Why choose a cause and how to strategically choose a cause
6 tips on choosing an effective charity
Where I am donating this year
Giving Cheerfully
Effective altruism as question
I truly want Effective Altruism to flourish, but I am concerned with the EA handbooks, the backbone of the EA community, being too theoretical. Donating and volunteering aside, there are be driving principles of EA which are not summarised as daily practices, and thus the EA community merely the theorise about them. Práctica principles such as decision making ratios between income, expense and donations or the exact tenants of thinking globally and acting locally (such as being aware of what actions will/won’t make positive/negative change). These are actionable practices distilled from the EA theory and they may go a long way towards helping individuals live altruism effectively and not just think about it.
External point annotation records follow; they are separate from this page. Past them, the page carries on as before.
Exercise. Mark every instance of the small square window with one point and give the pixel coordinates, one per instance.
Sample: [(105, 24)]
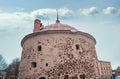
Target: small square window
[(34, 64), (77, 46), (39, 48), (46, 64)]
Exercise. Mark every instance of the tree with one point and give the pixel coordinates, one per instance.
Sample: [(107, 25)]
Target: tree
[(3, 64)]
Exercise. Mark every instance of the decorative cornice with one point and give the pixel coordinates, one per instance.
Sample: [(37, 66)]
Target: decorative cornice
[(57, 32)]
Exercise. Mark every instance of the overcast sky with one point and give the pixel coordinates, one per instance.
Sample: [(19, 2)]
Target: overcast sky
[(100, 18)]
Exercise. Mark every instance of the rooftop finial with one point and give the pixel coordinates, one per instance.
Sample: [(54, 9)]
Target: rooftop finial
[(57, 21)]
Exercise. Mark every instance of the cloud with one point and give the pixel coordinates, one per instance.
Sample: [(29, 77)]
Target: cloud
[(25, 19), (44, 13), (89, 11), (111, 11)]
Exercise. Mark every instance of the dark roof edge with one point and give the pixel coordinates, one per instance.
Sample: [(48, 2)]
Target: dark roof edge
[(57, 31)]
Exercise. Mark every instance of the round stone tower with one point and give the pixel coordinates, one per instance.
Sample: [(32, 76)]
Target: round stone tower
[(58, 51)]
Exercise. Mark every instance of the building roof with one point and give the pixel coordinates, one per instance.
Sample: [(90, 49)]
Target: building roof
[(58, 26)]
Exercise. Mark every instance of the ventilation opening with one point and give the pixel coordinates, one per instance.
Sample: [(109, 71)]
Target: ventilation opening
[(34, 64), (46, 64), (42, 78), (39, 48), (66, 76), (82, 76), (77, 46)]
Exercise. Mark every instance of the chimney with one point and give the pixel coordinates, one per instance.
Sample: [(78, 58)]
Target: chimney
[(37, 25)]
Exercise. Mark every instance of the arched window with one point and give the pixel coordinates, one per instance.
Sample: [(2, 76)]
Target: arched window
[(66, 76), (39, 48), (77, 46), (42, 78), (46, 64), (34, 64)]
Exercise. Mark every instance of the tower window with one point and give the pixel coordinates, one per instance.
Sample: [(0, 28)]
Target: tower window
[(34, 64), (42, 78), (77, 46), (66, 76), (46, 64), (39, 48)]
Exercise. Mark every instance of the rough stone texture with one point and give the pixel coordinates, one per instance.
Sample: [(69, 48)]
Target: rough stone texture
[(105, 69), (59, 58)]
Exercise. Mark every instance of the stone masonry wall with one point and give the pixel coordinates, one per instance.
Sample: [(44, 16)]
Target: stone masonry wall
[(59, 58)]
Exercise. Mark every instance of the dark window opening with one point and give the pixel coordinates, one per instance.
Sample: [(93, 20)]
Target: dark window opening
[(42, 78), (66, 76), (77, 46), (46, 64), (39, 48), (82, 76), (34, 64)]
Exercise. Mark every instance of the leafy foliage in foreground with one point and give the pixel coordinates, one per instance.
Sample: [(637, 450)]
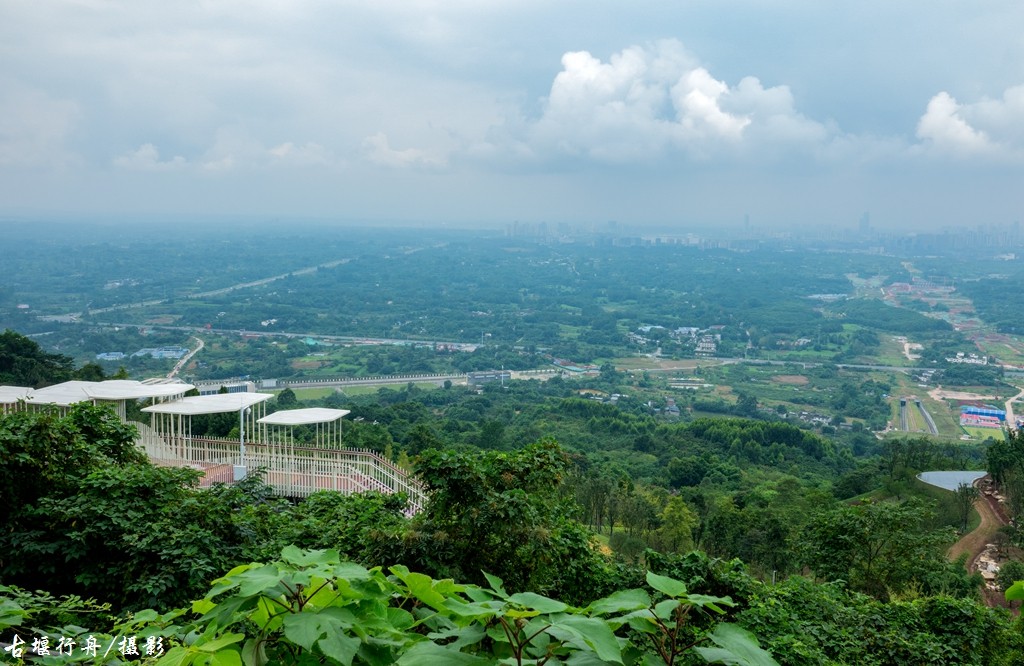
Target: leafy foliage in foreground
[(309, 607)]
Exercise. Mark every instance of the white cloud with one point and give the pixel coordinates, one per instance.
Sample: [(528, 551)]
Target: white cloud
[(648, 101), (146, 158), (378, 150), (987, 128), (308, 154), (944, 127), (35, 127)]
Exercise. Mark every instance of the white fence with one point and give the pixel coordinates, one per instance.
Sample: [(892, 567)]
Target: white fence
[(294, 471)]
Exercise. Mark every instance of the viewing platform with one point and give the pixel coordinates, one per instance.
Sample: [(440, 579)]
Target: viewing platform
[(296, 452)]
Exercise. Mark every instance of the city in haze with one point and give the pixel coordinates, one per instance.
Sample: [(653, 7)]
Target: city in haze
[(470, 114)]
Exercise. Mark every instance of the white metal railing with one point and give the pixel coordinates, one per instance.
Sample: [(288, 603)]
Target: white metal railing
[(295, 471)]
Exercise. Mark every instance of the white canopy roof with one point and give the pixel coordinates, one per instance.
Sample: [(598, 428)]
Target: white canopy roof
[(10, 394), (304, 416), (217, 404), (69, 392)]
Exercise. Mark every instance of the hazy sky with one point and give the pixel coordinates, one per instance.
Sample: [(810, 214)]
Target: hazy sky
[(675, 113)]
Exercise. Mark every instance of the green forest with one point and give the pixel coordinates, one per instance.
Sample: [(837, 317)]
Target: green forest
[(709, 467), (558, 529)]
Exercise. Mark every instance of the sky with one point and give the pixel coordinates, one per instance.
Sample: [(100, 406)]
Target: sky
[(674, 114)]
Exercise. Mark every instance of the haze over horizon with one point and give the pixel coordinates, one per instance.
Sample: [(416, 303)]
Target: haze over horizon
[(650, 114)]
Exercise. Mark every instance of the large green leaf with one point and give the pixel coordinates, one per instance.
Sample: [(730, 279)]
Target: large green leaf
[(666, 585), (590, 633), (339, 647), (538, 602), (735, 646), (621, 601), (430, 654), (1016, 591), (258, 580)]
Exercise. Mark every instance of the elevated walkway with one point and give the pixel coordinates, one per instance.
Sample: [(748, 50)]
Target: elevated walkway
[(290, 470)]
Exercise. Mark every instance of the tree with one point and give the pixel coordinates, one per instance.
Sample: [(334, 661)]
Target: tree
[(878, 547), (502, 513), (965, 496), (287, 400), (23, 363)]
The practice of the giving pledge, a daily practice distilled from an EA principle, is among the most galvanising and wide-spread ideas even beyond the EA community. In my undergraduate study of both marketing and psychology, I am learning the power of distilling theory into simplified, actionable steps. For this reason, it is no surprise the giving pledge is talked about in new cycles, suggested by celebrities and understood by the average person. On the other hand, I find it personally hard to keep up with the evolving, contrasting theory of EA’s global catastrophic risks, highest priorities, socialism vs capitalism debates and general philosophical questions. Reading about how nuclear weapons are an issue we should be aware of for half-a-dozen reasons doesn’t give me any idea as to what to do next. On the other hand, I’ve sent messages to my local MPs in Australia about investing in the Adani coal mines and have genuinely make a difference; I didn’t need to read an article to understand why and the practice seemed obvious, simple and easy to do.